Les « Fenwal » ont décidé de durcir le ton !

La Nouvelle République, le 4 février 2015

Lacs. Une centaine de salariés bloquaient, hier soir, l’entrée de l’usine. Des membres de la direction ont été retenus dans les locaux.

Ils l’avaient promis, ils l’ont fait. Les « Fenwal » ont durci hier leurs moyens d’action pour dire non aux 338 licenciements programmés sur le site de Lacs.
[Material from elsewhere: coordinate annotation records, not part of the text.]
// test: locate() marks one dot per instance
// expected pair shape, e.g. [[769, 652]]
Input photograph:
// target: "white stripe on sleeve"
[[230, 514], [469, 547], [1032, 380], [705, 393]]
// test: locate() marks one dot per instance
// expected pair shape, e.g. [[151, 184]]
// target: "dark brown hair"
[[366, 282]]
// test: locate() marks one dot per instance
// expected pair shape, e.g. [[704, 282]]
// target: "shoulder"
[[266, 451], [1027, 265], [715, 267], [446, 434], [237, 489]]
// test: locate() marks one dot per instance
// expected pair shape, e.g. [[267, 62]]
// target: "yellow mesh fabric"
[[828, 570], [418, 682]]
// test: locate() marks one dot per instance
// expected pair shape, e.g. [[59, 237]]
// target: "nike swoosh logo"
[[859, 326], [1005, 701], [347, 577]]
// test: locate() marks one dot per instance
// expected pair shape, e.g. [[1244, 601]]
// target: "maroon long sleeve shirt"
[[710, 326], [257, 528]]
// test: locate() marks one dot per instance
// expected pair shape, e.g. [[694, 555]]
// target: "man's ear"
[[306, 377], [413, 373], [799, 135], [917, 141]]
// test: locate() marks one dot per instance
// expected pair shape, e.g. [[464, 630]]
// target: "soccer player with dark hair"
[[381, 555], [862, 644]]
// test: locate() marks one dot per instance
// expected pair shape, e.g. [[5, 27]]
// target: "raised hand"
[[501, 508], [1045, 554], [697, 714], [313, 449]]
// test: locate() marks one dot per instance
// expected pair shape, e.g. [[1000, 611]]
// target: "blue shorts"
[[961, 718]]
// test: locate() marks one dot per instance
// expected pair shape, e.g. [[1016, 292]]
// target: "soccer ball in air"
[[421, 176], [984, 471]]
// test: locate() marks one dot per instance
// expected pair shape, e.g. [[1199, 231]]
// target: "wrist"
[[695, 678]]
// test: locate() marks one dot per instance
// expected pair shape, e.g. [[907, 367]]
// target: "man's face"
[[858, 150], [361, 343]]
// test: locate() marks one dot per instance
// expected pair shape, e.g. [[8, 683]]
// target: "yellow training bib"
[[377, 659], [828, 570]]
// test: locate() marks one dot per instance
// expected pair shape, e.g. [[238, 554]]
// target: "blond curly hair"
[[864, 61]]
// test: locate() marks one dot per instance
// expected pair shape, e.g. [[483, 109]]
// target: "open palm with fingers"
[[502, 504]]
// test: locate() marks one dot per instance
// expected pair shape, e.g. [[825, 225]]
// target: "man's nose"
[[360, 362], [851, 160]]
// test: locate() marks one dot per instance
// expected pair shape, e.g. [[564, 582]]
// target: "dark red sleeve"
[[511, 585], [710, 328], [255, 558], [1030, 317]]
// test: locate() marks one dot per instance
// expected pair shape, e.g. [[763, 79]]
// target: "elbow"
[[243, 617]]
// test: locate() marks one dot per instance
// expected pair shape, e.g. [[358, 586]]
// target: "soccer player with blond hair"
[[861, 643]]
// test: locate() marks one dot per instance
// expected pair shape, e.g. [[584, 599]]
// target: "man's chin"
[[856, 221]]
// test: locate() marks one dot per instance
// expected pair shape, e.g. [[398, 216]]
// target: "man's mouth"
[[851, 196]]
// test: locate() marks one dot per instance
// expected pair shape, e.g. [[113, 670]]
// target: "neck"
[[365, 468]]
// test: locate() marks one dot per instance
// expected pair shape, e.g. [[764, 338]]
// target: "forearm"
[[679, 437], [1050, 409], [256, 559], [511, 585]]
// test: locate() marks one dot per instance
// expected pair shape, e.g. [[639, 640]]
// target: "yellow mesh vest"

Alors que direction et comité d’entreprise étaient réunis dans le cadre de la procédure du plan de sauvegarde de l’emploi (PSE), une centaine de salariés ont bloqué dès midi la sortie de l’usine. « On en a marre d’être gentils, on n’a plus rien à perdre », expliquait alors une opératrice.

Une centaine de grévistes se sont relayés devant le piquet de grève. - Une centaine de grévistes se sont relayés devant le piquet de grève. - (Photo NR, Naëlle Le Moal)

A deux mois de la fin de la procédure repoussée hier au 31 mars, les salariés de Fenwal exigent que les négociations se penchent désormais sur le montant des primes de licenciement. « Pour l’instant, les négociations ne concernent que trop peu de monde », regrette Yohann, technicien de 33 ans et partisan du durcissement du mouvement. « Désormais, on ne se bat plus que pour l’argent », ajoute une salariée.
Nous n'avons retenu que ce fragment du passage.